Rakoff, who has previously made a name for himself as being a thorn in the side of both Wall Street and Washington, said he was not suggesting that the government participated in any fraud.
“But what I am suggesting is that the government was deeply involved, from beginning to end, in helping create the conditions that could lead to such fraud, and that this would give a prudent prosecutor pause in deciding whether to indict a CEO who might, with some justice, claim he was only doing what he fairly believed the government wanted him to do,” Rakoff said.
It was the government that repealed Glass-Steagall, encouraged deregulation and weakened oversight of the watchdog agencies, Rakoff noted.
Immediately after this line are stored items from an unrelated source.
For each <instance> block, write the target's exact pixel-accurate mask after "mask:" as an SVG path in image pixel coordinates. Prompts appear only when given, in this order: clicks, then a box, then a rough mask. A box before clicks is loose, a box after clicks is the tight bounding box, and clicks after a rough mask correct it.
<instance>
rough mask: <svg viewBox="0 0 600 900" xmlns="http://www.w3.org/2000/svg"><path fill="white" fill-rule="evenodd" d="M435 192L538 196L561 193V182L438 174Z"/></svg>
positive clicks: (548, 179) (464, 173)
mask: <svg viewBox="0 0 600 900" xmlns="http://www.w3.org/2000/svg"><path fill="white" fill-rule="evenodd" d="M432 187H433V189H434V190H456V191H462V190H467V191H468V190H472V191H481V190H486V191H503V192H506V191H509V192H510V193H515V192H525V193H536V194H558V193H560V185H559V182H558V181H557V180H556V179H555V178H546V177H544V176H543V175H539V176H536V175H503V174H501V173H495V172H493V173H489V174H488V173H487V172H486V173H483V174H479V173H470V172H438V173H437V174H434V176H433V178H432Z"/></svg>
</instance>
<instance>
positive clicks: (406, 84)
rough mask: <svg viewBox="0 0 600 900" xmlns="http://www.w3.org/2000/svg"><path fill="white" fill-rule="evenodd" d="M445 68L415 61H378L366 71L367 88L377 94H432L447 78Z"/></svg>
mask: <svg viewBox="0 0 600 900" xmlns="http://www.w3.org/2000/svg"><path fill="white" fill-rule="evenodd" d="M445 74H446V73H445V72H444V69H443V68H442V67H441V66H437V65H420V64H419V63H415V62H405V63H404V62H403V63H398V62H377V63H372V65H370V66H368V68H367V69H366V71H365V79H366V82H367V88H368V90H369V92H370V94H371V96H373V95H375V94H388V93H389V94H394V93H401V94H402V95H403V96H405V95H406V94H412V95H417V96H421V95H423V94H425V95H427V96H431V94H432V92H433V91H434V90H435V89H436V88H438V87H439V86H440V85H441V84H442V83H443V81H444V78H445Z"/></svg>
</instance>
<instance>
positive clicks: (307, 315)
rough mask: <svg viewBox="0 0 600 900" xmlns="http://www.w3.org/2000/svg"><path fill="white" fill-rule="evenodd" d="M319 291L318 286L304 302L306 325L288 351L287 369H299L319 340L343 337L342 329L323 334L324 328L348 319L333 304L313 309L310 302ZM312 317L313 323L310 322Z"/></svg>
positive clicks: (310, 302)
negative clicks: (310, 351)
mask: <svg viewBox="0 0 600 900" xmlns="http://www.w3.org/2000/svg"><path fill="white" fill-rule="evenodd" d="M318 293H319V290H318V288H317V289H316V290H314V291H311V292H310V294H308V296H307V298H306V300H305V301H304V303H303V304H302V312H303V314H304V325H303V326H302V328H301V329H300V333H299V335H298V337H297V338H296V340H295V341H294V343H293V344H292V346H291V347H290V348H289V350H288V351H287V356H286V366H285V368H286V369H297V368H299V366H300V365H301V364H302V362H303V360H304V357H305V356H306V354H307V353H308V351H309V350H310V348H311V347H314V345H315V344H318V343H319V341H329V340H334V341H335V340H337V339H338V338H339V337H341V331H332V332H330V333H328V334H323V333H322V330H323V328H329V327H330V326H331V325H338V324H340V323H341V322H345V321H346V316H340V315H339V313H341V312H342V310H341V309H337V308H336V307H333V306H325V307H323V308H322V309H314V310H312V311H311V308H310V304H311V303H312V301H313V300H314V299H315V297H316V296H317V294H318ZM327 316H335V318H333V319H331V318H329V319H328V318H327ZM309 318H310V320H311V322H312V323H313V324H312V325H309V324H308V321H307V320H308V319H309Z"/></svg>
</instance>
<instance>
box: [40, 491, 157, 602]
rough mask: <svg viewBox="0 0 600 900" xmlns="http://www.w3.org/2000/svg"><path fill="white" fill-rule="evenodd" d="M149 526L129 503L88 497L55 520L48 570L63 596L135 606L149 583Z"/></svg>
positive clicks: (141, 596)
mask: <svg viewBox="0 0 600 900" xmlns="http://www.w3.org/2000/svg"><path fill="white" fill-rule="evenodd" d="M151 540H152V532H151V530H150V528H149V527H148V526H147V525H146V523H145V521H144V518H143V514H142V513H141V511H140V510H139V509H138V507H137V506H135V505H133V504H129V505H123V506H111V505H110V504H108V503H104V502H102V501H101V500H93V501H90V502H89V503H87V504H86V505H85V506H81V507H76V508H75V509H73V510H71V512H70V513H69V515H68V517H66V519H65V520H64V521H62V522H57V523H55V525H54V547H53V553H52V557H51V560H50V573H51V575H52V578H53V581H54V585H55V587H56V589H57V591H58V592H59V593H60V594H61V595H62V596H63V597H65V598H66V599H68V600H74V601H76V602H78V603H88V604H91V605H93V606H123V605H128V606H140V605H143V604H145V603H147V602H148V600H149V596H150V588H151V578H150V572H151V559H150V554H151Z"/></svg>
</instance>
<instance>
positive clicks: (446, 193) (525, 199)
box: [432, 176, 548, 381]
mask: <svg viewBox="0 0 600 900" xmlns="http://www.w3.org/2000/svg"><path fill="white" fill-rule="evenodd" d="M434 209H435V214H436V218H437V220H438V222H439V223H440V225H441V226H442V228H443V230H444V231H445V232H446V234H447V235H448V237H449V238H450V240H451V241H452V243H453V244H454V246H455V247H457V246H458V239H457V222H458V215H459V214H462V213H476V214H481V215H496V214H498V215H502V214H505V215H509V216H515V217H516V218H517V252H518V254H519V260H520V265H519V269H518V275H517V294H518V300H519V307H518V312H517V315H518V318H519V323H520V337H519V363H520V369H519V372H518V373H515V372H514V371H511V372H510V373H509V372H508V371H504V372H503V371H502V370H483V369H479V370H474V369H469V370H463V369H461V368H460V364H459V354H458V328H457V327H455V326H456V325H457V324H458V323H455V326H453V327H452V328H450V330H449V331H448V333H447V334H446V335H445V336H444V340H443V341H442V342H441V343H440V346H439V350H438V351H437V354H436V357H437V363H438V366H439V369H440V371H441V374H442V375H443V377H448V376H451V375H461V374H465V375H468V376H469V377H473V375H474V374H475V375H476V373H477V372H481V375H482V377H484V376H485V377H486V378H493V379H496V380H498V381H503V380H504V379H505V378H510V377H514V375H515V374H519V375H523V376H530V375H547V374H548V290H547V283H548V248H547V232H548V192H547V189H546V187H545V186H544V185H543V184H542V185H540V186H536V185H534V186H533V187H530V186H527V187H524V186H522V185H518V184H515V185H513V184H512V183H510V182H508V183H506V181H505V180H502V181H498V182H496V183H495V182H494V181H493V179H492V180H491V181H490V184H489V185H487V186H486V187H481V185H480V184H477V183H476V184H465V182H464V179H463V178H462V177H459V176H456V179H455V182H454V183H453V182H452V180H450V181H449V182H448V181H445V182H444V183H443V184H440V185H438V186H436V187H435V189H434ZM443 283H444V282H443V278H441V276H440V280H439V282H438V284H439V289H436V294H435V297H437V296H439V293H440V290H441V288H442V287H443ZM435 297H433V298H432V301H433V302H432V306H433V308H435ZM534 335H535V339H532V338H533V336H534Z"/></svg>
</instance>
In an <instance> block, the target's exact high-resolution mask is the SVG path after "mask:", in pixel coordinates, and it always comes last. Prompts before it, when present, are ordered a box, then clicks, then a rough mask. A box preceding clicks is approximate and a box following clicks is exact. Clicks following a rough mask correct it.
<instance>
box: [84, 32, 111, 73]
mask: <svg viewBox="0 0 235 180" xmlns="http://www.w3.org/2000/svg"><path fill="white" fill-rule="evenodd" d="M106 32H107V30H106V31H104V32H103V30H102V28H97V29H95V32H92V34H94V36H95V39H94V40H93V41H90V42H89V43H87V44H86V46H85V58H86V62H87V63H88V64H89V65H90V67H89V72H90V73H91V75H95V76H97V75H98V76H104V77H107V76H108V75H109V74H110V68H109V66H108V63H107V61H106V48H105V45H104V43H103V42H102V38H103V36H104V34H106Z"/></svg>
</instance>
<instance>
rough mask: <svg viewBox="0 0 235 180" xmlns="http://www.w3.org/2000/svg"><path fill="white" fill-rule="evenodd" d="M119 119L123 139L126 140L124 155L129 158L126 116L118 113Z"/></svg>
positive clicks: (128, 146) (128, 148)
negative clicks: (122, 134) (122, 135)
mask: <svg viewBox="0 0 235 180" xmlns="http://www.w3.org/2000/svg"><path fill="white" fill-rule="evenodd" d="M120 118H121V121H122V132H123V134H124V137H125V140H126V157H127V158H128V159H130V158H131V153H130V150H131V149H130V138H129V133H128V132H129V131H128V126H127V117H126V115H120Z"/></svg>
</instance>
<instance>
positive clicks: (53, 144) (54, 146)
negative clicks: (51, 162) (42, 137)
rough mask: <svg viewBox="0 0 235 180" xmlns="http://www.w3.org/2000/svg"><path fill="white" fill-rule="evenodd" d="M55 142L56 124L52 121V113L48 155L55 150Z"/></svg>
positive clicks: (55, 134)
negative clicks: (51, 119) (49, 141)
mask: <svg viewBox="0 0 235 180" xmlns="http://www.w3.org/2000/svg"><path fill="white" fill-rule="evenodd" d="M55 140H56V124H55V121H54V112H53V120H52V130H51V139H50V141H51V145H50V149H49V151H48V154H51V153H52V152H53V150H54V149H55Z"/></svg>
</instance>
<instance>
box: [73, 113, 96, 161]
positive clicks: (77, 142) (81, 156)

The Office of Thrift Supervision ran a successful campaign to preempt state regulation for thrift underwriting and then terminated its own mortgage underwriting regulations entirely, he said.
And if mistakes were made and liabilities not disclosed during the “shotgun marriages” of Bank of America with Merrill Lynch and J.P. Morgan with Bear Stearns, was it not partly the government’s fault? he asked.
Another factor which Rakoff calls maybe the most important, is that there has been a shift over the past 30 years from focusing on prosecuting individuals to prosecuting companies.
He said that this practice “has led to some lax and dubious behavior on the part of prosecutors, with deleterious results.”
Companies are happy to enter into deferred prosecution agreements under which they agree to pay fines and accept prophylactic measures.
“But perhaps happiest of all with this trend are the executives or former of the companies who committed the underlying misconduct for they are left untouched,” he said.